Using the powerful monoclonal antibody produced by Waldmann’s group in Cambridge, campath-1H, we started a program of preemptive induction with the antibody at the time of operation and then minimal maintenance drug dosage, half of one drug instead of full dose of three. This we called “almost” or “prope tolerance.”
We can expect continuing advances, but also it is necessary to address the ethical dilemmas raised by transplantation where the generosity and charity of the donor must not be abused due to the shortage of organ donors.
The priceless reward for successful liver transplantation has been the outstanding quality of life that many of the patients have achieved. My longest survivor at 38 years has recently completed a 150-mile hill cycle ride. I found that painting some of my patients enabled me to establish personal friendships and, with children, drove away the fear of a doctor in a white coat.
Acceptance remarks, 2012 Lasker Awards Ceremony
Thank you for this award — and for the bonus of a reunion with my old and deserving friend, Roy Calne. When we arrived on the scene 50 years ago, patients dying from end-stage kidney, liver, or other vital organ diseases could be offered little more than priestly comfort.
The thrilling concept of organ replacement that then began to take shape was a beacon of hope. However, the technology could not be efficiently applied until rejection could be reliably controlled.
Once that was accomplished, all decisions in the care of patients with failure of a vital organ would have to take into account the possibility of transplantation. Nowhere was this more clear than with end-stage hepatic diseases for which transplantation up to the present day is the only option.
As transplantation of different kinds of organs was accomplished, thoughts turned back to what might have been. How much more complete would the world have been if Mozart could have received a kidney transplant instead of dying of glomerulonephritis at the age of 35? A generation later, Beethoven died of liver disease. Or closer to home, what might have become of our friend turned blue by heart disease, who stopped coming to classes one day and never was seen again?
Transplantation has not previously been acknowledged by a Lasker prize. One reason could be the difficulty of determining who should get it. Transplantation services are not provided by single individuals.
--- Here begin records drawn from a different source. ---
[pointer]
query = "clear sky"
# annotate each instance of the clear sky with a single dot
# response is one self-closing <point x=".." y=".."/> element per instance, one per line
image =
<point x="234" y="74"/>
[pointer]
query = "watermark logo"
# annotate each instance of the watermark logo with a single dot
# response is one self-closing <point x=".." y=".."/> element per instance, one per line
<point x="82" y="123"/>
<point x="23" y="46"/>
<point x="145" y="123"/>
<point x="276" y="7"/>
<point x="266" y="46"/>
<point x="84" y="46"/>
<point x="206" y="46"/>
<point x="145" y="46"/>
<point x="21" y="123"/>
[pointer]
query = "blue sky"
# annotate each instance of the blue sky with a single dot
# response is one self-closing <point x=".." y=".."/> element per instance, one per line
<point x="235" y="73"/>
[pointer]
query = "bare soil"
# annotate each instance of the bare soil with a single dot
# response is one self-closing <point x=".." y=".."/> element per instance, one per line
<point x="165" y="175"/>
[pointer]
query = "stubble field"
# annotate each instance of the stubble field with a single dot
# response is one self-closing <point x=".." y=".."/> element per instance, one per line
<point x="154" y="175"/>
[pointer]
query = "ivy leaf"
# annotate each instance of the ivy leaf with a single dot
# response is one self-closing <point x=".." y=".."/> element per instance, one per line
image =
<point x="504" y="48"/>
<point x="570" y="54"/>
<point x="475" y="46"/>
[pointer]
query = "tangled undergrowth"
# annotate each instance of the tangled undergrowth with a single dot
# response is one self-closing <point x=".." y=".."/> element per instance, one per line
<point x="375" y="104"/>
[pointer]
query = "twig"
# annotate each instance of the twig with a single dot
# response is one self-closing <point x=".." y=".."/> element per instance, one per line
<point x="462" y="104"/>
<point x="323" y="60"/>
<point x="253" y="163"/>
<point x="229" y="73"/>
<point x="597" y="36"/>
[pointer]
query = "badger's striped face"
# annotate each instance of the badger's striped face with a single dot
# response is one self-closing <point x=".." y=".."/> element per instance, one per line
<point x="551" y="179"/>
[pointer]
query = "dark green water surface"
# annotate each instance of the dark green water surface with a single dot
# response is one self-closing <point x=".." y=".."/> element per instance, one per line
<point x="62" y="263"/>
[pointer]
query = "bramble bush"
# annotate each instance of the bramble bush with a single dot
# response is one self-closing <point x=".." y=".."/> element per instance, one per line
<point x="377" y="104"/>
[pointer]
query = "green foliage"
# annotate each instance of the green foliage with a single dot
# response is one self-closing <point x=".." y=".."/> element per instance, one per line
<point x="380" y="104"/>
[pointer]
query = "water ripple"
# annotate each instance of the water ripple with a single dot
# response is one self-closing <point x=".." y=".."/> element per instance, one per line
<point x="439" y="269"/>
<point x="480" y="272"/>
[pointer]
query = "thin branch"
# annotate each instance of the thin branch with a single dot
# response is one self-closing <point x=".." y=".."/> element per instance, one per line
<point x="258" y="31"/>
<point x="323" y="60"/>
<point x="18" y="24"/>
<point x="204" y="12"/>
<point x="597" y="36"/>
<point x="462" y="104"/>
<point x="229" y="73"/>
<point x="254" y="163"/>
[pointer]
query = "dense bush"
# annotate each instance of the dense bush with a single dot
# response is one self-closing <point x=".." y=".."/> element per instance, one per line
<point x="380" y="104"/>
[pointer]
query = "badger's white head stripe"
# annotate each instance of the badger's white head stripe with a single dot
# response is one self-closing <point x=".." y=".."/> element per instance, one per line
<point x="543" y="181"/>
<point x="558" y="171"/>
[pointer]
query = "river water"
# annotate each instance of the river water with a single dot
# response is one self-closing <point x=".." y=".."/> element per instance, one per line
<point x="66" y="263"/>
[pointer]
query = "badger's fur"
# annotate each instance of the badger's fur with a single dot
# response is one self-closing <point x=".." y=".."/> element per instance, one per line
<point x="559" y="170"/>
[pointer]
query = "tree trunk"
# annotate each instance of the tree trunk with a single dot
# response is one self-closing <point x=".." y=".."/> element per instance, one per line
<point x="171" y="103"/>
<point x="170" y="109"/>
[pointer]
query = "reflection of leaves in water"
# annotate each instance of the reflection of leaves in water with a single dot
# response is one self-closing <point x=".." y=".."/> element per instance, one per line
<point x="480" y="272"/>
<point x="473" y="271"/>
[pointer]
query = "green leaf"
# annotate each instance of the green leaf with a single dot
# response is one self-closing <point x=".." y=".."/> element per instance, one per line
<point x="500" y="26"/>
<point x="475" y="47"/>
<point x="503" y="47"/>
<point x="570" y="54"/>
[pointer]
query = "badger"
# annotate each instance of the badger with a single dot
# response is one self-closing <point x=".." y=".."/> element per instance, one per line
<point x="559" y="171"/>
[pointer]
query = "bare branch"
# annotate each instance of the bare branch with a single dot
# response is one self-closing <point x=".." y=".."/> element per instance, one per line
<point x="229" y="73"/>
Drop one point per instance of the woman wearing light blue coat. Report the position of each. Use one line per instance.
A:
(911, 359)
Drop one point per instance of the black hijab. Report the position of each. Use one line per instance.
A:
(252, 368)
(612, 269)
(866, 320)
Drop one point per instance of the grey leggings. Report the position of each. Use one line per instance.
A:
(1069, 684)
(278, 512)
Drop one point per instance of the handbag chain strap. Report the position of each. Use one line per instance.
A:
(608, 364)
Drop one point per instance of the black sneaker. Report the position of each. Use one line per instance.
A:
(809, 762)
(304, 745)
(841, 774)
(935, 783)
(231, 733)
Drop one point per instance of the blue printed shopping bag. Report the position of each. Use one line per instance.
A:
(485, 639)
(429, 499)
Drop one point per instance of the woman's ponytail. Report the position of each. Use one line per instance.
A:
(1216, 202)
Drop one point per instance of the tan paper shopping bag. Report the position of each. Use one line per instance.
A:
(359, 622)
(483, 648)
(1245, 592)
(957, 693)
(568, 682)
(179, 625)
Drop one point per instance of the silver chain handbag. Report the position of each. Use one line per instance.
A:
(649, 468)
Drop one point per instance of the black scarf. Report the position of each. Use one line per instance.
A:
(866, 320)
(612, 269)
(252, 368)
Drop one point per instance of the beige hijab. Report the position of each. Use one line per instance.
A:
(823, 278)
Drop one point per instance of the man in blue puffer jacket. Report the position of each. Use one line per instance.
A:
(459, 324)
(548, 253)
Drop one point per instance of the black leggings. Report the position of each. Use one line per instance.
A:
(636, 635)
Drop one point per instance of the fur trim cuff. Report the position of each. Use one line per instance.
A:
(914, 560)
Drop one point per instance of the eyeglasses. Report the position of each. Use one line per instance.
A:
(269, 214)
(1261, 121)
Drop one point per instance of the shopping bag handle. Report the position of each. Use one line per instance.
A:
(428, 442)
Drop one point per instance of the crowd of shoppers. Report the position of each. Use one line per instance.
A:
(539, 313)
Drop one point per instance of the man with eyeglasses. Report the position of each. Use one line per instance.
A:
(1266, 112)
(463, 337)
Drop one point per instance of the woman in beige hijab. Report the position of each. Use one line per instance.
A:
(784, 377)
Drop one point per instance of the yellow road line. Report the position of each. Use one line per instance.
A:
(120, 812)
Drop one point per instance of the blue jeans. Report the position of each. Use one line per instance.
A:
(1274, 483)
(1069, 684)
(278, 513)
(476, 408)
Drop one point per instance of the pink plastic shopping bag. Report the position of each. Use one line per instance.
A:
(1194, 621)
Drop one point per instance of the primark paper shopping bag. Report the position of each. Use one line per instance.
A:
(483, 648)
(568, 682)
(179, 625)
The team is what counts, and it is on behalf of my research and clinical teams — first in Denver and then in Pittsburgh — that I accept this prize.
And by the way, the prize could have gone to one of those courageous kidney, liver, or heart recipients who faced the great unknown in the early years and chose to run the uncharted gauntlet of transplantation instead of giving up. Win or lose, these were the heroes. Some of the winners are in this room today.
Very few people have been privileged to see their grand illusion mature into reality. Sir Roy Calne and I were amongst those exceptions, beginning a half-century ago. That means, of course, that we are just about the oldest people in this room today. The fine lunch and all that goes with it are cherished rewards.